Moskvich Workers Protest

Workers from Moscow's Moskvich plant protested at the White House on Monday, demanding the federal government hand over its 60 percent stake in the carmaker to the city.

Galina Nesterova, chairwoman of the Moscow Automobile and Agricultural Machine-Building Union, told journalists that the protests were the only means of achieving the share transfer, promised by the Cabinet under former President Boris Yeltsin.

"We have nothing left to do but fight for those decisions to be fulfilled," Nesterova was quoted by Interfax as saying. "The government is not solving our problems."

Moskvich technically employs 6,000 workers, but they have not worked since the plant's production lines shut down in March and have not been paid since December, she said.

The union hoped to bring 3,000 workers to the protest, which should continue over the next few days, Nesterova said.

A guard at the White House estimated that 1,500 workers took part Monday. The protest lasted two hours and dispersed around noon, he said, adding that the protesters have a permit to protest for another three days.
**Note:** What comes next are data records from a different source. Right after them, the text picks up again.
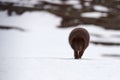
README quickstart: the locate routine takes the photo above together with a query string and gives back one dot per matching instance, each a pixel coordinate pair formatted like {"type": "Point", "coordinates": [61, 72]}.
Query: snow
{"type": "Point", "coordinates": [101, 8]}
{"type": "Point", "coordinates": [93, 14]}
{"type": "Point", "coordinates": [42, 52]}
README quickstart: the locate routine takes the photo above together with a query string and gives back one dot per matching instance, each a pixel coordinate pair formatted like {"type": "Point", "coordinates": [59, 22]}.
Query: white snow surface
{"type": "Point", "coordinates": [42, 52]}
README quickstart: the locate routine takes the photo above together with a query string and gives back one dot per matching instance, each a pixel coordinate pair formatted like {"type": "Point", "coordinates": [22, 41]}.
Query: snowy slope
{"type": "Point", "coordinates": [42, 52]}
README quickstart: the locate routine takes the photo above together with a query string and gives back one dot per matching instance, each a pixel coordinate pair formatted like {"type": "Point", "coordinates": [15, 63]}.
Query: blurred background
{"type": "Point", "coordinates": [34, 39]}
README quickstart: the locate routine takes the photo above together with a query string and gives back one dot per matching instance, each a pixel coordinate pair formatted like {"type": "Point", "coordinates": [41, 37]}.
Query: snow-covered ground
{"type": "Point", "coordinates": [42, 52]}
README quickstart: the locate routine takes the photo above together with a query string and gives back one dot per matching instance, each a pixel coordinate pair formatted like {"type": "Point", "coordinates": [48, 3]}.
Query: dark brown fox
{"type": "Point", "coordinates": [79, 41]}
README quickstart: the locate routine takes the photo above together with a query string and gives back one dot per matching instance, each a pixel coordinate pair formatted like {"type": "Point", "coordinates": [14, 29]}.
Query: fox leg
{"type": "Point", "coordinates": [80, 53]}
{"type": "Point", "coordinates": [76, 54]}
Officials at the city government's press service and the Property Ministry's industrial property department were unavailable for comment Monday.
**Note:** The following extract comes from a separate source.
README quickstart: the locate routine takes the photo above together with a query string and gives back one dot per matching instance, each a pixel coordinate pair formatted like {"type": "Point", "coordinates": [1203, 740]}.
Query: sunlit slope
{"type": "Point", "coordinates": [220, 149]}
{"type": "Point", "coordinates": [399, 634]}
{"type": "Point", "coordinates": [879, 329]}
Yeltsin issued a resolution in 1996 to transfer the federal government's shares in Moskvich to the city government, but the resolution was never implemented.
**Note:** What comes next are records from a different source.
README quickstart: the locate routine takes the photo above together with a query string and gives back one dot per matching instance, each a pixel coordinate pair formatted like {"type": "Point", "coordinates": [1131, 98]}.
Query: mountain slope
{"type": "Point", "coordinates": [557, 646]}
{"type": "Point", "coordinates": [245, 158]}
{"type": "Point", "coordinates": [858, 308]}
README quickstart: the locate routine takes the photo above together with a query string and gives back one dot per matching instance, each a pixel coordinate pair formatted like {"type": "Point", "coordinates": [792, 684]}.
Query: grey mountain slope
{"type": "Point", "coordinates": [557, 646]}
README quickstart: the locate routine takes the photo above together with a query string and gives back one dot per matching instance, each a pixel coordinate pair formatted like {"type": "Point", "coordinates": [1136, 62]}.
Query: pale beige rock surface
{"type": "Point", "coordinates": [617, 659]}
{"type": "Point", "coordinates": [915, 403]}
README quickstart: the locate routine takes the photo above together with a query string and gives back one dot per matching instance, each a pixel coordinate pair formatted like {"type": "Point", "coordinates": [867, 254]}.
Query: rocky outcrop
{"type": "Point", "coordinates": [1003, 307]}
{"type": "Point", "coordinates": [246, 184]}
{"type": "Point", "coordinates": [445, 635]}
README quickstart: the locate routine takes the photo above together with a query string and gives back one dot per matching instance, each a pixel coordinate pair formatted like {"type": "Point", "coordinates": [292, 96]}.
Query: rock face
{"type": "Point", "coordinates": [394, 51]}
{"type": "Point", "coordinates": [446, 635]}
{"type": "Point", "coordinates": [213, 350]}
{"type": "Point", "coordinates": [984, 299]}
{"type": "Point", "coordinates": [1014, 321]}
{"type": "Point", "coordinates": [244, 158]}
Moscow Mayor Yury Luzhkov has vocalized the city's desire to acquire the federal government's stake in Moskvich. In October, Deputy Mayor Valery Shantsev threatened "social unrest" if the shares were not handed over.

Moskvich, once one of the country's leading carmakers, has fallen on hard times. Mosenergo cut off the firm's electricity and heat in March, after which the plant shut down.

The local utility says the carmaker has failed to make payments on more than $14 million in debt.

Moskvich has total debts approaching $1 billion.